Um vírus quase inofensivo na infância que retorna na fase adulta e gera dor neuropática e lesões na pele. O herpes zoster é uma doença causada pela reativação do vírus varicela-zoster (VZV), o mesmo responsável pela catapora. Para lidar com os sintomas da infecção viral do herpes zoster, o canabidiol (CBD) surge como uma opção. Confira como o uso dos canabinoides pode potencializar o tratamento do herpes zoster.
Canabidiol e herpes zoster
Nas últimas décadas, surgiram evidências crescentes sobre o uso de canabinoides, em especial o óleo de canabidiol, no tratamento da dor neuropática, incluindo neuralgia pós-herpética, um quadro severo de dor neuropática crônica. Na prática clínica, os canabinoides também aparecem como uma alternativa para o alívio da dor neuropática. Semelhantemente, há evidências a respeito do uso tópico do CBD, como na pomada de canabidiol, para dores e lesões na pele.

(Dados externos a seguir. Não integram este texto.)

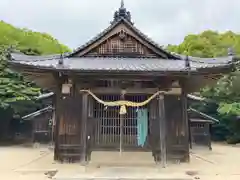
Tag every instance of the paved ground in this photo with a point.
(32, 163)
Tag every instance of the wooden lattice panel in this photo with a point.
(127, 46)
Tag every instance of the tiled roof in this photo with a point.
(117, 64)
(131, 26)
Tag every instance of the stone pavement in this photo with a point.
(25, 163)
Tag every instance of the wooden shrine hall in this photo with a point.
(121, 92)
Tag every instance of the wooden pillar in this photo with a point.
(57, 102)
(162, 127)
(209, 136)
(84, 126)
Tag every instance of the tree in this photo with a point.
(226, 92)
(17, 96)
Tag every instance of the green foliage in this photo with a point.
(226, 92)
(15, 93)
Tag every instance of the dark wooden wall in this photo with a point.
(75, 126)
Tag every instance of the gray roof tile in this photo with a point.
(118, 63)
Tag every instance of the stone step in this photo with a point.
(125, 158)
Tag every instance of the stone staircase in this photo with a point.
(127, 166)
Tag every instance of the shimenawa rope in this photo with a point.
(122, 103)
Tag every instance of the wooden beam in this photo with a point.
(185, 120)
(58, 103)
(172, 91)
(84, 126)
(162, 134)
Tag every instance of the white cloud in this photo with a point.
(74, 22)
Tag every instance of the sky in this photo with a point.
(74, 22)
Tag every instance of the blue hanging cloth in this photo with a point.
(142, 126)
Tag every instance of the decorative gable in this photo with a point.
(123, 39)
(121, 44)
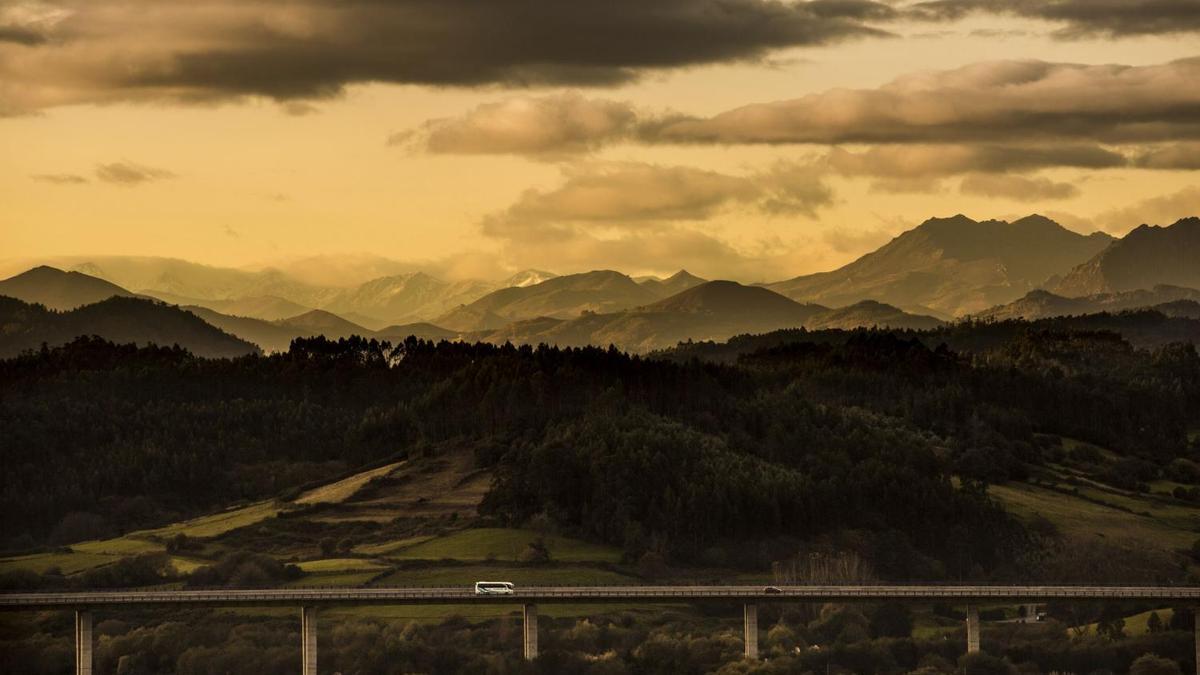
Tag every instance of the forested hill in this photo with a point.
(861, 434)
(125, 320)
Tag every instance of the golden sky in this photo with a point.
(737, 138)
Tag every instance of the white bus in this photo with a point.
(493, 587)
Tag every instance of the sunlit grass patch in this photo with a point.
(335, 579)
(393, 545)
(340, 565)
(1135, 625)
(467, 575)
(496, 543)
(217, 523)
(120, 545)
(66, 562)
(341, 490)
(1078, 517)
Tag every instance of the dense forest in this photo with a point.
(834, 431)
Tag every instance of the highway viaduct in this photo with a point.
(309, 601)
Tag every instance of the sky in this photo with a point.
(744, 139)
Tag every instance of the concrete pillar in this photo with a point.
(1031, 613)
(83, 641)
(972, 628)
(750, 620)
(529, 627)
(309, 640)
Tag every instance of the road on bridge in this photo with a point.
(546, 595)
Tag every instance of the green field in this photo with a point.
(1167, 529)
(1135, 625)
(503, 544)
(217, 523)
(341, 565)
(341, 490)
(120, 545)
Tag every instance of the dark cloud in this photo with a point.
(1185, 156)
(994, 101)
(1057, 113)
(1079, 18)
(312, 48)
(1017, 187)
(129, 173)
(19, 35)
(60, 178)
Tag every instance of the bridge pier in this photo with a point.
(972, 628)
(529, 628)
(750, 620)
(309, 640)
(83, 641)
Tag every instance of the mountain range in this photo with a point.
(714, 310)
(1149, 256)
(120, 318)
(951, 267)
(924, 276)
(1173, 300)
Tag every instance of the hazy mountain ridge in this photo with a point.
(268, 308)
(715, 310)
(1146, 257)
(59, 290)
(121, 320)
(1042, 304)
(952, 266)
(562, 297)
(675, 284)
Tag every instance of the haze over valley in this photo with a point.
(600, 336)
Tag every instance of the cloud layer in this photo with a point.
(75, 51)
(1078, 18)
(951, 121)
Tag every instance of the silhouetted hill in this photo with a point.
(952, 266)
(527, 278)
(1146, 257)
(319, 322)
(406, 298)
(563, 297)
(1039, 304)
(269, 335)
(425, 330)
(675, 284)
(268, 308)
(24, 326)
(870, 314)
(59, 290)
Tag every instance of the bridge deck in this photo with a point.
(546, 595)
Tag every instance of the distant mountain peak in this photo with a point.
(527, 278)
(59, 290)
(1147, 256)
(952, 266)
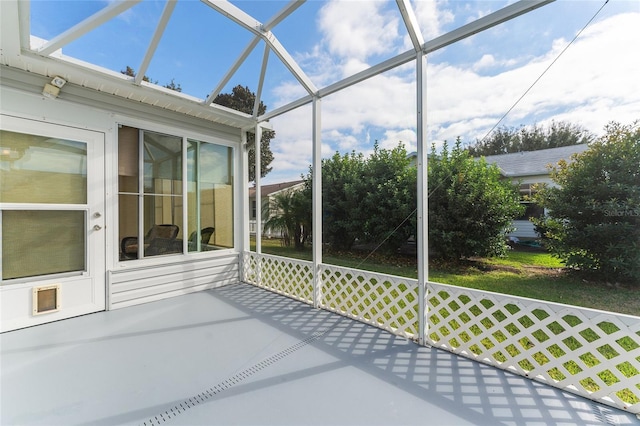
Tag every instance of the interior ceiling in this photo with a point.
(46, 57)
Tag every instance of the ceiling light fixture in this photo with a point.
(52, 90)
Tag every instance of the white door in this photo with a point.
(51, 222)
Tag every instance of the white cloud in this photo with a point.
(432, 16)
(593, 82)
(358, 29)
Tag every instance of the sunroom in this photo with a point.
(117, 192)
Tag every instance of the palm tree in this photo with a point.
(289, 213)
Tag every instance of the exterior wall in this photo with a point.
(132, 282)
(147, 284)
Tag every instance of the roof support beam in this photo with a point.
(491, 20)
(24, 15)
(275, 20)
(223, 82)
(243, 19)
(283, 13)
(410, 21)
(153, 45)
(263, 70)
(92, 22)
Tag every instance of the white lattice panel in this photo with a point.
(289, 277)
(384, 301)
(591, 353)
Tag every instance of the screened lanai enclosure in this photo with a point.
(119, 192)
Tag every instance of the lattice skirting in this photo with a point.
(588, 352)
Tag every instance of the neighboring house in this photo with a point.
(528, 169)
(267, 192)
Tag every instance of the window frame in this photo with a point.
(186, 136)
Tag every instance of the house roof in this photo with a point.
(21, 50)
(266, 190)
(532, 163)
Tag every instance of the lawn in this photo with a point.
(533, 274)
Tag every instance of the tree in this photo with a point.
(470, 206)
(171, 85)
(242, 99)
(388, 189)
(594, 211)
(507, 140)
(341, 198)
(289, 213)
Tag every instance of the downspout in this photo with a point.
(317, 202)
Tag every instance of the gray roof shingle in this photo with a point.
(531, 163)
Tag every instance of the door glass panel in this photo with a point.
(42, 242)
(39, 169)
(211, 190)
(162, 164)
(128, 223)
(162, 220)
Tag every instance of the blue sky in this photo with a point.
(471, 84)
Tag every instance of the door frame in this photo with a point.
(16, 295)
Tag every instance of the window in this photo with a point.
(43, 196)
(532, 210)
(169, 202)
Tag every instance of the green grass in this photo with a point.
(536, 275)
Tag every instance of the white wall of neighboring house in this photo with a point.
(268, 192)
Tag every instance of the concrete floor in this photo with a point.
(242, 356)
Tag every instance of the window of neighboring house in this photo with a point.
(527, 191)
(161, 203)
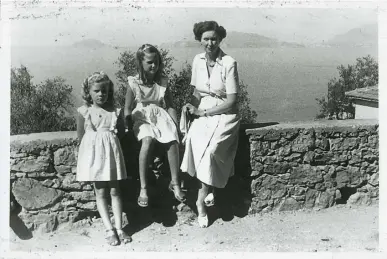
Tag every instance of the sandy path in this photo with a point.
(340, 228)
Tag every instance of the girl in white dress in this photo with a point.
(100, 158)
(146, 97)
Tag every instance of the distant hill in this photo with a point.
(364, 36)
(89, 43)
(238, 40)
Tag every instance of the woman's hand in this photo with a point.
(193, 110)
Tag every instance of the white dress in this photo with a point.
(100, 157)
(211, 142)
(149, 118)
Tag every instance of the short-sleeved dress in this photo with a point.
(150, 119)
(100, 157)
(211, 142)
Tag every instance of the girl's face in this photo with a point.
(99, 93)
(150, 63)
(210, 41)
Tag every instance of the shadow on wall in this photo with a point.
(15, 222)
(233, 200)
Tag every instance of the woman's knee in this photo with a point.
(147, 142)
(115, 192)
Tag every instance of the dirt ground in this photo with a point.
(336, 229)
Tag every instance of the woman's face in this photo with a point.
(210, 41)
(150, 63)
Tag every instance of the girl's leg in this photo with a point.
(202, 213)
(144, 159)
(115, 194)
(101, 192)
(173, 159)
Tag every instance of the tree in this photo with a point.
(179, 83)
(39, 108)
(363, 73)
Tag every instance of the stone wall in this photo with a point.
(314, 164)
(284, 167)
(43, 168)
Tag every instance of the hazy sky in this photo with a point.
(131, 26)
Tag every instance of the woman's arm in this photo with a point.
(225, 107)
(80, 127)
(129, 98)
(170, 107)
(195, 98)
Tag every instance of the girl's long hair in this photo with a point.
(97, 77)
(148, 48)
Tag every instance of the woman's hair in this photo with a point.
(97, 77)
(148, 48)
(201, 27)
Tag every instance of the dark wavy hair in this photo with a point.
(201, 27)
(148, 48)
(97, 77)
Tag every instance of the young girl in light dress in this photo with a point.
(146, 96)
(100, 158)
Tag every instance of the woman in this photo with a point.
(212, 139)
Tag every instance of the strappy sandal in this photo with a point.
(209, 200)
(112, 238)
(142, 201)
(203, 221)
(172, 189)
(124, 238)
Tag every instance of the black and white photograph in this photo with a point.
(140, 126)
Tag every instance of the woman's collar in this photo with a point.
(221, 54)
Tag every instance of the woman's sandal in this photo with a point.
(172, 189)
(112, 238)
(142, 201)
(209, 200)
(203, 221)
(124, 238)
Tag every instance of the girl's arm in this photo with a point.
(225, 107)
(80, 127)
(195, 98)
(129, 99)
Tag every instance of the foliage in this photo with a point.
(179, 83)
(362, 74)
(39, 108)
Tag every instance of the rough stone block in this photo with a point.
(63, 169)
(87, 206)
(65, 156)
(33, 164)
(290, 204)
(32, 195)
(69, 183)
(359, 198)
(374, 181)
(83, 196)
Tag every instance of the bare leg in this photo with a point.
(173, 159)
(144, 159)
(115, 195)
(101, 192)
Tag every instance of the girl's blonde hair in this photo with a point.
(97, 77)
(148, 48)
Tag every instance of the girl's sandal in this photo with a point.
(111, 237)
(209, 200)
(124, 238)
(203, 221)
(172, 189)
(142, 201)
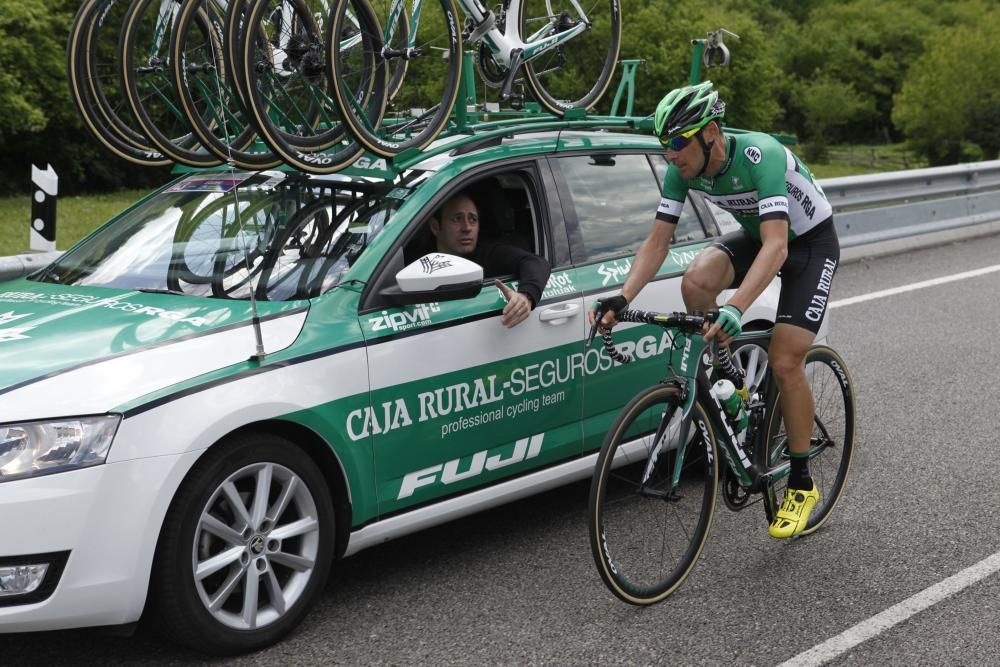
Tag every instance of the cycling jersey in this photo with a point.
(759, 180)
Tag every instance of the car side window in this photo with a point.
(614, 200)
(689, 228)
(507, 211)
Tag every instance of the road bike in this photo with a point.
(92, 65)
(556, 44)
(654, 490)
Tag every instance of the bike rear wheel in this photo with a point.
(432, 48)
(147, 80)
(207, 93)
(832, 440)
(92, 65)
(652, 498)
(558, 77)
(287, 88)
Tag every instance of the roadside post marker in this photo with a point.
(45, 187)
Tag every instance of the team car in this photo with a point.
(171, 446)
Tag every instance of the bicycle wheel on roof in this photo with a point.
(431, 48)
(287, 86)
(92, 66)
(206, 91)
(575, 72)
(145, 71)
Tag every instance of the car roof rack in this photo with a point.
(474, 127)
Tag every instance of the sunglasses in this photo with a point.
(680, 142)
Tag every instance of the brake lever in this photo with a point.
(598, 316)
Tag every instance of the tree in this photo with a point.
(950, 93)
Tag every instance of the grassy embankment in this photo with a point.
(78, 216)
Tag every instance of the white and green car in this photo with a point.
(170, 446)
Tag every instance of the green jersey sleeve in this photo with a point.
(673, 194)
(767, 166)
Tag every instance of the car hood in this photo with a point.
(77, 350)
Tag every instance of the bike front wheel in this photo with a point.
(652, 497)
(832, 441)
(575, 72)
(431, 48)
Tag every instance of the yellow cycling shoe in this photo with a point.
(794, 513)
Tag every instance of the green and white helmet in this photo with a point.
(685, 110)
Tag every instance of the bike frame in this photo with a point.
(689, 365)
(500, 42)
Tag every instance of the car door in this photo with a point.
(459, 401)
(609, 201)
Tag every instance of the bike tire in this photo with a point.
(832, 440)
(287, 85)
(148, 84)
(646, 538)
(207, 93)
(87, 67)
(388, 130)
(554, 77)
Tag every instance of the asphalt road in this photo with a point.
(516, 585)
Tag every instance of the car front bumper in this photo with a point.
(105, 520)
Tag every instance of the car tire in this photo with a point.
(227, 580)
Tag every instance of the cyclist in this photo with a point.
(787, 230)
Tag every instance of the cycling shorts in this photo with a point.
(806, 275)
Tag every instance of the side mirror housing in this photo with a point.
(435, 277)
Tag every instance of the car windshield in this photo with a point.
(215, 235)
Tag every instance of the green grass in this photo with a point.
(75, 218)
(854, 160)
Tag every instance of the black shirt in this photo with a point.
(500, 259)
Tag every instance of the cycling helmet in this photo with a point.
(686, 110)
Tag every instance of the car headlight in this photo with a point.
(45, 447)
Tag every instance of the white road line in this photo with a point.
(914, 286)
(881, 622)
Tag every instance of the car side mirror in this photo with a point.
(435, 277)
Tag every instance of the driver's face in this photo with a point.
(458, 229)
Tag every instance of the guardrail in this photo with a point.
(883, 207)
(867, 209)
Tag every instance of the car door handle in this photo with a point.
(562, 312)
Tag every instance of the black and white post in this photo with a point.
(45, 187)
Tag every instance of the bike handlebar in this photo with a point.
(686, 322)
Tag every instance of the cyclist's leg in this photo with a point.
(807, 276)
(720, 266)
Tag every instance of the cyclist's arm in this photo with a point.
(649, 258)
(774, 250)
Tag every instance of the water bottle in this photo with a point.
(726, 392)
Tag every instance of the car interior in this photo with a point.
(505, 214)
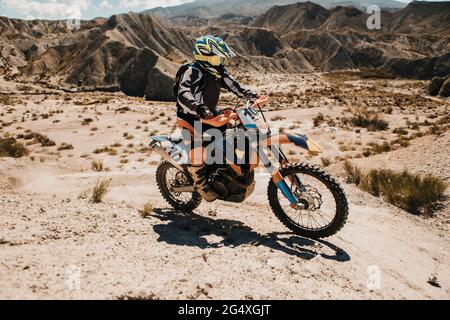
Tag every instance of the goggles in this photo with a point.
(212, 60)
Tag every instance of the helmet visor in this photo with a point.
(212, 60)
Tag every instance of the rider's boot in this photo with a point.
(199, 176)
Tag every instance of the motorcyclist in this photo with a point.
(199, 93)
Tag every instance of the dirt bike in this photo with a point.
(306, 199)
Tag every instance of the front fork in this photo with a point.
(277, 178)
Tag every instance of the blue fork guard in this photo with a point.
(282, 185)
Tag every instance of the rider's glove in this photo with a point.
(204, 113)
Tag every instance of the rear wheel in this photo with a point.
(168, 177)
(323, 206)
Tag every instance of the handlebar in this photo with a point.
(230, 114)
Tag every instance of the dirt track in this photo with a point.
(221, 251)
(52, 242)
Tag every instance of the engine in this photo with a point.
(231, 187)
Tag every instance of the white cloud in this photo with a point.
(105, 5)
(49, 9)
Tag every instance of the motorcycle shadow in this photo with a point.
(190, 229)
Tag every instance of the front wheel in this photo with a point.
(168, 177)
(323, 208)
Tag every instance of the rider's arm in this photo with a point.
(233, 86)
(188, 93)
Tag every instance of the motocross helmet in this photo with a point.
(211, 52)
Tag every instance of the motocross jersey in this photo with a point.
(199, 89)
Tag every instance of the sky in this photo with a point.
(79, 9)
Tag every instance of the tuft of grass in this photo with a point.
(325, 162)
(9, 147)
(416, 194)
(65, 146)
(147, 210)
(366, 119)
(318, 120)
(433, 281)
(37, 138)
(99, 190)
(97, 165)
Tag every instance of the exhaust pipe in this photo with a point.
(154, 146)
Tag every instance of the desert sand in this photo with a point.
(54, 243)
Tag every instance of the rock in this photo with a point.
(445, 89)
(133, 77)
(160, 85)
(435, 86)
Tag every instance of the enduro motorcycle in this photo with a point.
(306, 199)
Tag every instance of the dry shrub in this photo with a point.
(37, 138)
(65, 146)
(9, 147)
(413, 193)
(97, 165)
(147, 210)
(363, 118)
(100, 189)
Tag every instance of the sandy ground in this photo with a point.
(55, 244)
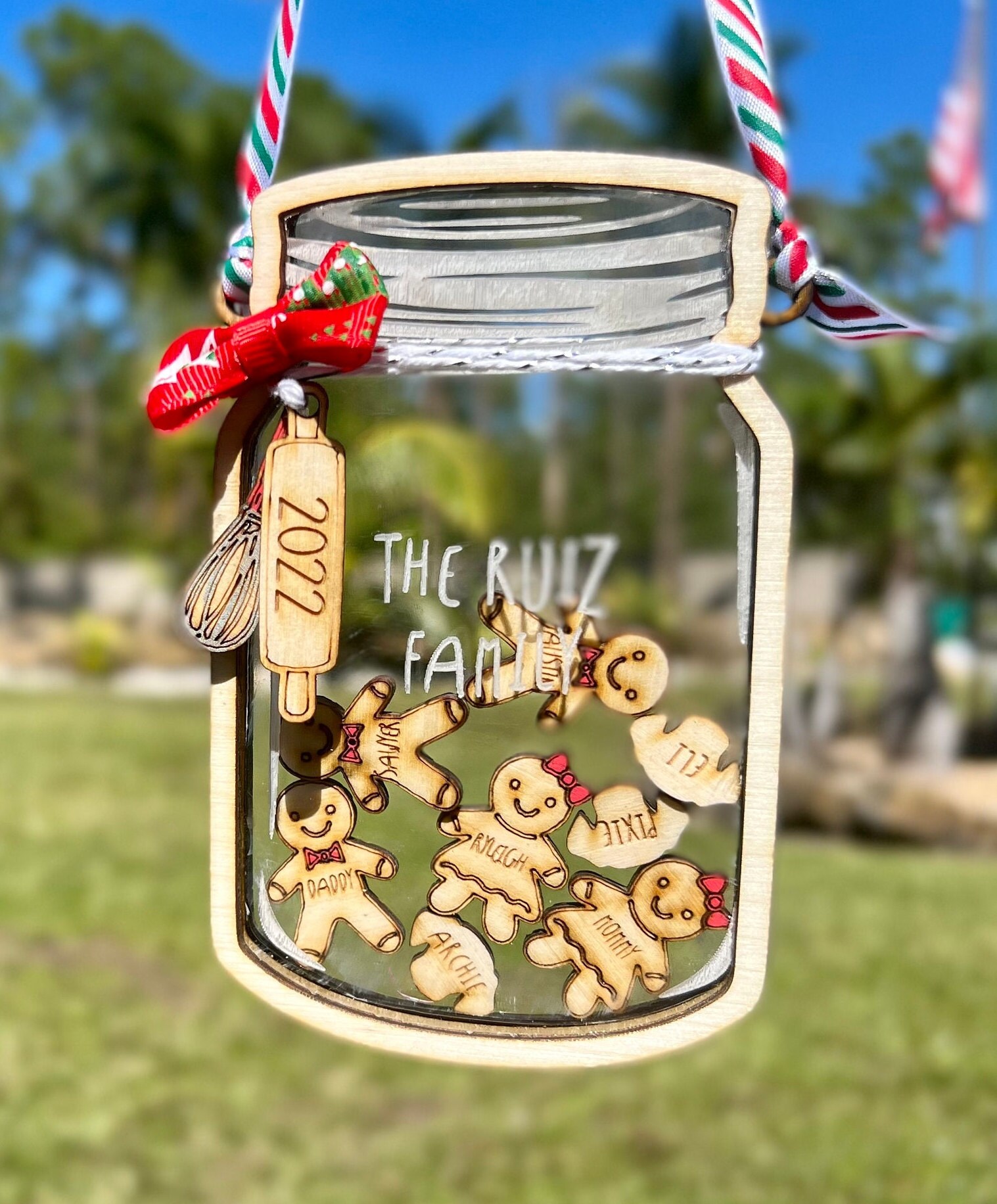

Em relação a dores crônicas, estudos recentes apontam para a eficácia de pomada à base de canabidiol para o tratamento de dores causadas pela fibromialgia, dores musculares e melhora no quadro de epidermólise bolhosa com o uso tópico de CBD. Do mesmo modo, o canabidiol demonstrou-se promissor para o tratamento de inflamações e para a cicatrização da pele.
Além disso, o CBD foi capaz de melhorar sintomas de dermatite e psoríase em testes. Nesse sentido, o canabidiol na pele pode ajudar a não só com a dor neuropática, como também com as feridas na pele causadas pelo herpes zoster.
O uso do óleo de canabidiol ou outros canabinoides, como o canabigerol (CBG) e o tetrahidrocanabinol (THC), pode ser um potencializador no tratamento dos sintomas do herpes zoster. Vale ressaltar que a literatura científica ainda é limitada em estudos diretos com pacientes após a varicela e que o uso do óleo de CBD não substitui o tratamento convencional com antivirais.
Saiba como iniciar um tratamento com óleo de CBD para dor neuropática
Entenda mais sobre o herpes zoster
Como mencionamos, o herpes zoster, popular cobreiro, é causado pela reativação do vírus varicela-zoster (VZV), anos após a infecção por catapora. De modo geral, o vírus permanece em estado latente nos gânglios nervosos e pode ser reativado depois de muitos anos. Entre as causas da reativação está a queda natural da imunidade, o envelhecimento, estresse crônico ou doenças imunossupressoras, particularmente naqueles com diagnóstico de infecção pelo HIV.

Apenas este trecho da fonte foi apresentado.